Here are some of my favorite posts from Janet, that recently came across my feed. I hope you enjoy them and realize that as a parent and grandparent you have an awesome responsibility and a wonderful one as you involve yourself in caring for your babies.

“Take the mobile off the bed, take care of their needs, and leave them alone.” This odd sentence was my introduction to Magda Gerberand the child care philosophy that would become my passion.

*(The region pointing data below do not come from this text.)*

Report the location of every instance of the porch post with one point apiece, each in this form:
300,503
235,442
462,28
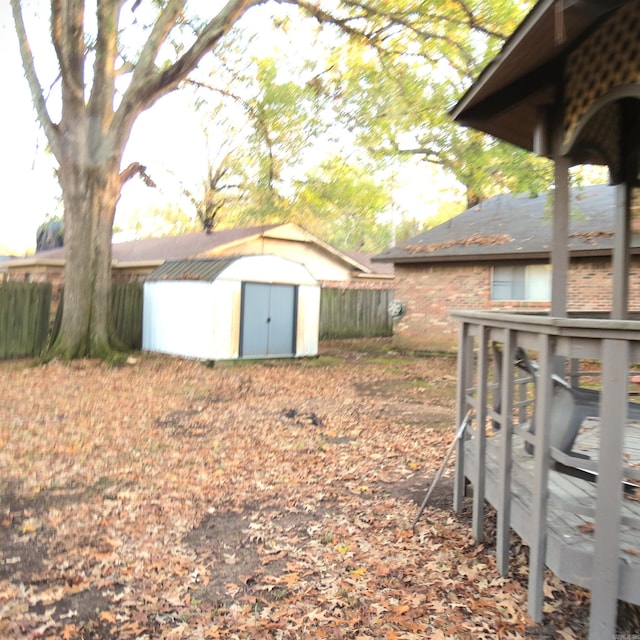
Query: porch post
477,517
621,260
560,228
606,560
506,427
465,355
540,489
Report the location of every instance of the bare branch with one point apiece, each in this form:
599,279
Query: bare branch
37,95
135,168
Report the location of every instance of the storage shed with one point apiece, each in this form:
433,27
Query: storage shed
235,307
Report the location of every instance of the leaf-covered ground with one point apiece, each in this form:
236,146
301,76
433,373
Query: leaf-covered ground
168,499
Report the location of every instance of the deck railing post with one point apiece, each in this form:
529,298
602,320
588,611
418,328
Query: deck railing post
464,366
613,418
538,544
479,452
504,480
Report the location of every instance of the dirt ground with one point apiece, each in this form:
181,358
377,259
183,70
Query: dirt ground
170,499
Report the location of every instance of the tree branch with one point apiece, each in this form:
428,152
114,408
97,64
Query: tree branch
50,129
135,168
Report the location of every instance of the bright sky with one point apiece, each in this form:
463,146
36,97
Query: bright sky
168,139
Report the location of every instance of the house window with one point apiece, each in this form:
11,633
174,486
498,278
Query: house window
521,282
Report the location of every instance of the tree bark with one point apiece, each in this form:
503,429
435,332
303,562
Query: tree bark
90,194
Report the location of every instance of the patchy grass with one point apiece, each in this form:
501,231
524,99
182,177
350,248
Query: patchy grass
167,499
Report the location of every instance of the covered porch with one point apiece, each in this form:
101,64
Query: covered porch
555,451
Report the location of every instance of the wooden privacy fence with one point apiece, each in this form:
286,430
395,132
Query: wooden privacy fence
25,327
24,318
355,313
126,314
25,312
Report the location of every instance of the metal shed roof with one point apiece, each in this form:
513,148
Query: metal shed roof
205,270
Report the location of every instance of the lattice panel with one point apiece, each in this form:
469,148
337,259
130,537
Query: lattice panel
608,58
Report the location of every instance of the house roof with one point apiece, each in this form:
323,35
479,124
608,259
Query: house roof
505,100
509,227
154,251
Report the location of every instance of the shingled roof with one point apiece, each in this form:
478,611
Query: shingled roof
188,245
507,227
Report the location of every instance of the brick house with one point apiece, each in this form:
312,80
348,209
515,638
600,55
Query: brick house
135,259
496,257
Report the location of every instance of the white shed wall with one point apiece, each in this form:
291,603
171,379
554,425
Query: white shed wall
308,320
202,320
178,318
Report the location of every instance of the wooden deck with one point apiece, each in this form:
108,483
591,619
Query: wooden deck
570,508
587,532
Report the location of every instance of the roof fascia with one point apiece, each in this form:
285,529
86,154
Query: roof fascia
509,47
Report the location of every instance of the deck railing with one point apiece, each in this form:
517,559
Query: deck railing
507,401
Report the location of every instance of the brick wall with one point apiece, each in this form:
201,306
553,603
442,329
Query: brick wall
432,292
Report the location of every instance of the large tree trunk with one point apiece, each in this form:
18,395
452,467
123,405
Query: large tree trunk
90,195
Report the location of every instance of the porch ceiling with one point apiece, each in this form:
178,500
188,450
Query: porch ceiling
526,75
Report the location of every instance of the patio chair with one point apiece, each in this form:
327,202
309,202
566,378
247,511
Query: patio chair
569,408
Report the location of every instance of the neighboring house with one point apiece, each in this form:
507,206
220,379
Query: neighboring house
135,259
495,257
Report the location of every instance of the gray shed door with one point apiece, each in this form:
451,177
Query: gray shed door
268,320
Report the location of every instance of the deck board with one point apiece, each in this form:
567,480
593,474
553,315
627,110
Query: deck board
571,505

I had given birth a few months before reading this quotation, the only one by Gerber, in an article in L.A. Parent magazine about raising a creative child.

via Magda Gerber and the Creative Child | Janet Lansbury.

Babies and children are always fascinating and sometimes frustrating to me. As a former maternal child nurse, I feel privileged to have been one of the first people to have held some newborns. I always felt that the birth of another little being was a blessing and a miracle. I think I always knew that something special had just happened when a baby was delivered.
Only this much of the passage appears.